Court qualifies audited accounts
The court ordered a company to pay its former pharmacist after it concluded that the audited accounts did not reflect the reality of what had actually taken place in the pharmacy.
This was decided in Josella Terribile v J&L Zammit Ltd on 6 October, 2014 by Mr Justice Anthony Ellul.
Ms Terribile filed her action by stating that she had entered into a private writing with J&L Zammit Ltd (J&L) where she would be given 50% of the profits of the pharmacy she would run, as self-employed. This agreement was signed on 31 January, 2005, but J&L terminated this agreement in August 2006 unilaterally “without any just cause”. The company failed to pay her 50% for 2006, neither was she given the accounts for the years she worked for J&L. Ms Terribile asked the court to order the handover of the accounts for 2005 and 2006 and to order the company to pay her share.
The company defended itself by stating that Ms Terribile was paid more than was due and therefore, was not owed more money. Furthermore, the agreement was terminated due to valid reasons.
Mr Justice Ellul considered the evidence produced by the parties. The plaintiff presented a copybook that contained notes of all sales and purchases the pharmacy made. According to this copybook the pharmacy sold Lm142,203 and in 2006 until August the sales amounted to Lm74,746.57. Purchases for 2005 were Lm107,874, while for the first eight months of 2006 they amounted to Lm50,283.98.
Expenses consisted of Lm8,125.79 in 2005 and no total was given for 2006. Ms Terribile also presented the workings of the profits for 2005, prepared by the company’s accountant. The accountant testified that these were not the actual profits but projections, but the court was not convinced and held that projections are not done by including cents. The accountant’s workings were similar to the plaintiff’s workings from the copybook.
The company presented the court with audited accounts for 2005 and 2006, from which in 2006, the company showed a loss. The court delved into these accounts and found that some figures that had notes “less under”, which was taken to mean “less undeclared”. Further, the plaintiff company reduced tax it was bound to pay.
This was of no concern for the plaintiff. Further expenses included in the accounts were depreciation and a management fee, which were not according to the agreement of the parties. In fact in 2006 the plaintiff was paid Lm1,000 or Lm1,500 monthly and therefore, the defendants must have known the value of the business.

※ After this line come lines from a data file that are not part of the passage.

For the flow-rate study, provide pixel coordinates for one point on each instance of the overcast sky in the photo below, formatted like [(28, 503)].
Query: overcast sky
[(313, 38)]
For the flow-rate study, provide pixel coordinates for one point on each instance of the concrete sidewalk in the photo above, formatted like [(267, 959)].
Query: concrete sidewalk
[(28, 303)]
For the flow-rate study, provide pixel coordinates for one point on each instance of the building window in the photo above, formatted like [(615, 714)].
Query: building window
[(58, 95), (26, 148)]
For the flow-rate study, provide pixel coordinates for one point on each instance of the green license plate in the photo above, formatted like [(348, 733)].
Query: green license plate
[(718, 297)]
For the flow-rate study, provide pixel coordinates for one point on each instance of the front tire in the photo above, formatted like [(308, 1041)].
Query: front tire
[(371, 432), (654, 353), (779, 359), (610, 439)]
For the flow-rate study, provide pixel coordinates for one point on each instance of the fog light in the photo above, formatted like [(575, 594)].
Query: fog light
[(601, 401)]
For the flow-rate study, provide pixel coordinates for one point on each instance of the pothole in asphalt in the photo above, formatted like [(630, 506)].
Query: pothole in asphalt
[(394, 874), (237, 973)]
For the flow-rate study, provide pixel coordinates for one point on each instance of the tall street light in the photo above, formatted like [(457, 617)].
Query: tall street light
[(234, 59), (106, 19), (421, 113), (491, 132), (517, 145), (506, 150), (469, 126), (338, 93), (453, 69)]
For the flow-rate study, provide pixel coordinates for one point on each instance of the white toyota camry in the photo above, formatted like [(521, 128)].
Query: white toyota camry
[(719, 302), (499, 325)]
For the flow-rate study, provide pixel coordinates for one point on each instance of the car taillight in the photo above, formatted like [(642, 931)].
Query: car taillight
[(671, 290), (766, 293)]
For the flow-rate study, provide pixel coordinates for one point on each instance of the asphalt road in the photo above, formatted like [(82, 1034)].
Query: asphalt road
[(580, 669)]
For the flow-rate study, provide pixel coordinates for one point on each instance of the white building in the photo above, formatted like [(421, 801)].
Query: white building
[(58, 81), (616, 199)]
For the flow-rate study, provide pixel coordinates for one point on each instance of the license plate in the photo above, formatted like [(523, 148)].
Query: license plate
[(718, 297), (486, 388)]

According to the audited accounts of 2006, the company made a loss and therefore, Ms Terribile owed the company money, however, the company took no action to retrieve this money.

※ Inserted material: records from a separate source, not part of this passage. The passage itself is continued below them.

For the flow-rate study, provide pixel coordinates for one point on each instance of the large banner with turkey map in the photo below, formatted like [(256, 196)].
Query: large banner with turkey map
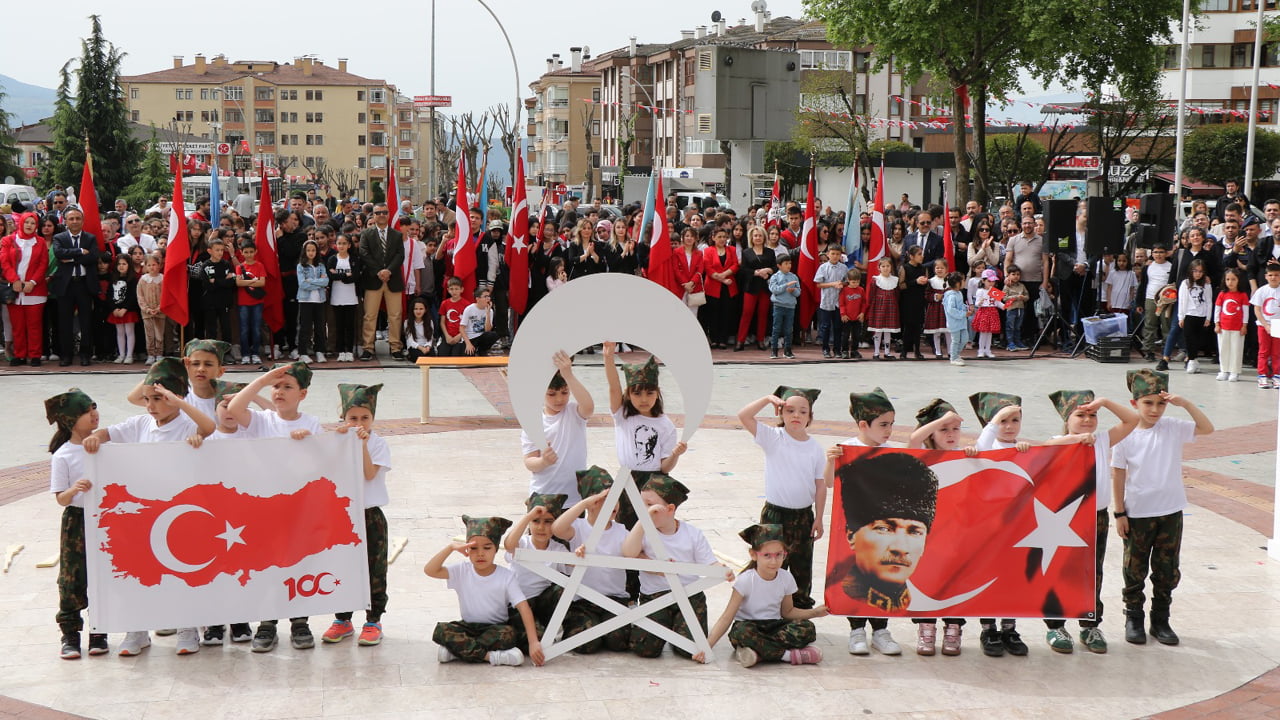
[(931, 533), (237, 531)]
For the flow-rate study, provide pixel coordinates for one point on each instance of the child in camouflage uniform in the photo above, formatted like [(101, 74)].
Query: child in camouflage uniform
[(359, 405), (485, 591), (76, 417), (766, 623), (1150, 497), (594, 484)]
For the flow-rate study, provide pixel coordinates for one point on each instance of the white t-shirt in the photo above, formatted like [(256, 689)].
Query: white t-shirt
[(1152, 459), (566, 433), (531, 584), (142, 428), (268, 423), (484, 598), (608, 580), (686, 545), (762, 600), (791, 466), (641, 441), (375, 490), (67, 466)]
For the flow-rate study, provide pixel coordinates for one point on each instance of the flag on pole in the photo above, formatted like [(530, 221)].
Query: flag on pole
[(808, 260), (517, 245), (878, 244), (264, 237), (464, 247), (173, 286), (88, 201)]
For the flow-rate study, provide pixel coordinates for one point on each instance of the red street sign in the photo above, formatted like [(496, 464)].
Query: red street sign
[(433, 100)]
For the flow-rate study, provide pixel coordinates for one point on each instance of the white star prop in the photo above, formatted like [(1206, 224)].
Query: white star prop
[(709, 575), (1052, 531)]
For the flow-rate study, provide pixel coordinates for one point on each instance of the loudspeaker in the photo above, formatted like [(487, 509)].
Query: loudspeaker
[(1060, 226), (1105, 229)]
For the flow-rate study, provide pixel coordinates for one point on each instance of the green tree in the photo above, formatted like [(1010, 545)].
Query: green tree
[(1216, 153), (152, 178)]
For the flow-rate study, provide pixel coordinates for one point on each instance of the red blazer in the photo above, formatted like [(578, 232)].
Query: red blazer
[(712, 264), (37, 268), (689, 269)]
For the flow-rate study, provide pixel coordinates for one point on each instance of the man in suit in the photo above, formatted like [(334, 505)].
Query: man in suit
[(74, 285), (382, 250)]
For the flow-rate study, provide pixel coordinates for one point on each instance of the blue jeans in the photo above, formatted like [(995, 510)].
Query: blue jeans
[(828, 329), (1014, 327), (782, 320), (251, 327)]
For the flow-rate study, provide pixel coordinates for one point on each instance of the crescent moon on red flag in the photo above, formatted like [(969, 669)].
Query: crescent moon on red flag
[(950, 473), (160, 538)]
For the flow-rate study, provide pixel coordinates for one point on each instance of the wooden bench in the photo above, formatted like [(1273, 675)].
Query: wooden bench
[(425, 364)]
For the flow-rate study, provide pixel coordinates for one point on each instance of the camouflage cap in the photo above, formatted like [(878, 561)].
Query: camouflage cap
[(492, 528), (65, 408), (888, 484), (641, 373), (170, 373), (1146, 382), (935, 410), (809, 393), (300, 370), (667, 488), (554, 504), (867, 406), (755, 536), (1065, 401), (593, 481), (218, 347), (987, 404), (352, 395)]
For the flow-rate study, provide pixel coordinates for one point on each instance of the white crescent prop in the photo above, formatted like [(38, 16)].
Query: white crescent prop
[(160, 538), (950, 473), (608, 306)]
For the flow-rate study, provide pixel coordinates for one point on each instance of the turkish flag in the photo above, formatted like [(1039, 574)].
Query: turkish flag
[(209, 531), (177, 255), (517, 245), (1013, 536)]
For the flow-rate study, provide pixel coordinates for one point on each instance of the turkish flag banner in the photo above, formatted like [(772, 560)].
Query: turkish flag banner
[(250, 529), (926, 533)]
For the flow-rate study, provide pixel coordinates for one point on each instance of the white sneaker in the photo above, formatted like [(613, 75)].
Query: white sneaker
[(858, 642), (135, 643), (883, 643), (188, 641)]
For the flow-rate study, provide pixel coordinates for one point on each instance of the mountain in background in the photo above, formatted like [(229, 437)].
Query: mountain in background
[(26, 103)]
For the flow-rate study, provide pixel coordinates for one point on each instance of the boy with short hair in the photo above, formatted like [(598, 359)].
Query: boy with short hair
[(485, 591), (1148, 496)]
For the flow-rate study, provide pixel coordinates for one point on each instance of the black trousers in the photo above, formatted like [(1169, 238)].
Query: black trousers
[(76, 305)]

The court concluded that the audited accounts did not reflect the reality and that in 2005, she was to receive Lm11,775. With regard to 2006 the court calculated that, from what was written in the copybook, parts of the audited accounts, and also what had taken place in 2005, Ms Terribile was owed Lm8,731.
With regard to the penalty of Lm5,000 in the agreement if this was terminated by one of the parties due to an unjust cause, the defendant said that they were forced to terminate because she opened the pharmacy late, there was bad management and the company received reports from the resident doctor that she was pocketing his money from patients.

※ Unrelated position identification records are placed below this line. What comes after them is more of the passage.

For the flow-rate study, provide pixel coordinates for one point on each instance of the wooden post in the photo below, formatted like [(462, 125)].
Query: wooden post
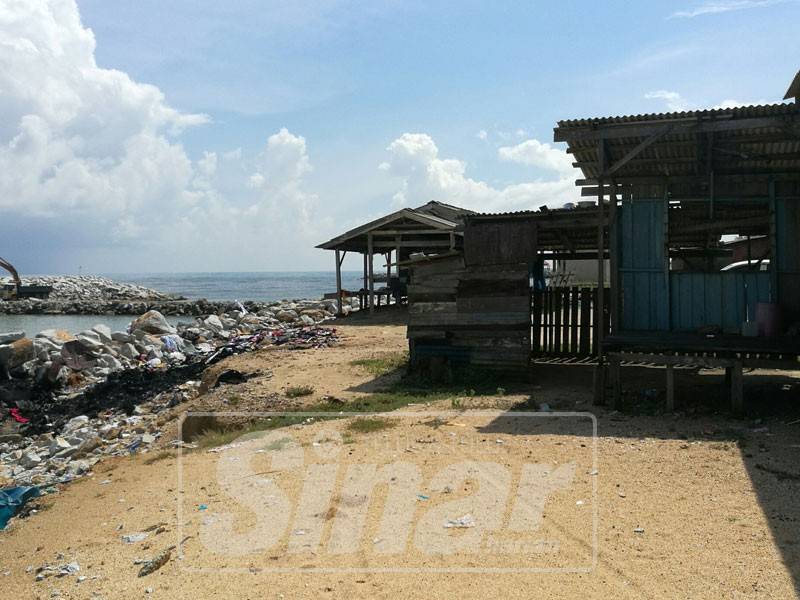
[(397, 252), (599, 378), (737, 394), (370, 274), (338, 284), (616, 382), (613, 249), (670, 388), (365, 287)]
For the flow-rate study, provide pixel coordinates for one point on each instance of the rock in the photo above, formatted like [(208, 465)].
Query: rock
[(59, 444), (122, 337), (129, 351), (57, 336), (78, 356), (316, 315), (76, 423), (11, 336), (152, 322), (104, 331)]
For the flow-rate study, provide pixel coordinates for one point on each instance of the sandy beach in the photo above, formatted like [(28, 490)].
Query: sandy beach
[(685, 506)]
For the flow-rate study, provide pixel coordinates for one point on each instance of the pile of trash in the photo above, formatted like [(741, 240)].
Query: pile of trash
[(93, 288), (73, 399)]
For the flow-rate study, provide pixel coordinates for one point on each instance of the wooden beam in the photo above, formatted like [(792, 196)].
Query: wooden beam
[(339, 259), (785, 122), (737, 385), (670, 388)]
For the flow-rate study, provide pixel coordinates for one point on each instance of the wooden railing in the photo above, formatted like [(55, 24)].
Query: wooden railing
[(563, 321)]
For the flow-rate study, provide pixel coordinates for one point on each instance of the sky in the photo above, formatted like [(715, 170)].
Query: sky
[(151, 136)]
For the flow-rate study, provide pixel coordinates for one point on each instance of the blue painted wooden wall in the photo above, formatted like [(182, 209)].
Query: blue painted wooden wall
[(654, 299)]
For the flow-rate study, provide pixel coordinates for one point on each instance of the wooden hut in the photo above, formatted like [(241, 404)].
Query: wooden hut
[(675, 188)]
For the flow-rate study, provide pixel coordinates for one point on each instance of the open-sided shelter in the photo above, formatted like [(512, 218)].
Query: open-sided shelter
[(676, 187), (434, 228)]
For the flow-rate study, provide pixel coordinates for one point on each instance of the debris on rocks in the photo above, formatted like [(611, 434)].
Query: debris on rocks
[(73, 399), (155, 563)]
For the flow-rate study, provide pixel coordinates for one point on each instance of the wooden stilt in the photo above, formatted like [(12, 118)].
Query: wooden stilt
[(670, 388), (339, 311), (737, 393), (370, 274)]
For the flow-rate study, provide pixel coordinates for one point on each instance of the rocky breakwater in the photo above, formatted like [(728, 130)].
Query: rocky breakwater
[(68, 400)]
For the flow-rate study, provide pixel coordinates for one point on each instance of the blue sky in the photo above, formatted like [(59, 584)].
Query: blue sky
[(346, 81)]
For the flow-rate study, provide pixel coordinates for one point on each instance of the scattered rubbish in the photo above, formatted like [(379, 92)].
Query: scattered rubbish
[(15, 414), (231, 376), (13, 499), (64, 570), (461, 523)]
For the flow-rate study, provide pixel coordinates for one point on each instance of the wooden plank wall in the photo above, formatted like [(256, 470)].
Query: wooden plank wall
[(469, 315)]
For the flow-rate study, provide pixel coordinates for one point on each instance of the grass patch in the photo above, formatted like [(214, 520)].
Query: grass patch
[(383, 365), (297, 391), (369, 425), (277, 445), (406, 391)]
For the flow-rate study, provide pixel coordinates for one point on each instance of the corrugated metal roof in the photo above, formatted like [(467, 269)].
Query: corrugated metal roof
[(736, 112), (768, 146)]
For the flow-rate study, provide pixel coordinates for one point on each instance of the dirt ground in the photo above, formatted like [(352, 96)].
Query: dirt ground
[(695, 504)]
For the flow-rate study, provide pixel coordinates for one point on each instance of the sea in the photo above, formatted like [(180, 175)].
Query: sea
[(264, 287)]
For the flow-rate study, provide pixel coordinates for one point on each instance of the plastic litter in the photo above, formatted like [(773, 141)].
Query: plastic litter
[(460, 523), (13, 499)]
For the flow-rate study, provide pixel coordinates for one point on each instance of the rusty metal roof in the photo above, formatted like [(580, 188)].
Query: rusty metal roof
[(742, 140), (735, 112)]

This last charge was substantiated by the resident doctor who attended the pharmacy. The plaintiff denied this and explained that the doctor’s fees were reduced to pay for cleaning, electricity and other expenses. However, when the doctor testified he noticed that his fees were reduced when the plaintiff was in the pharmacy, and when the owners were in the pharmacy his takings were much more. The court concluded that the company was justified to terminate the agreement and no penalty was due.
The court concluded by ordering the company to pay the plaintiff €16,321.27.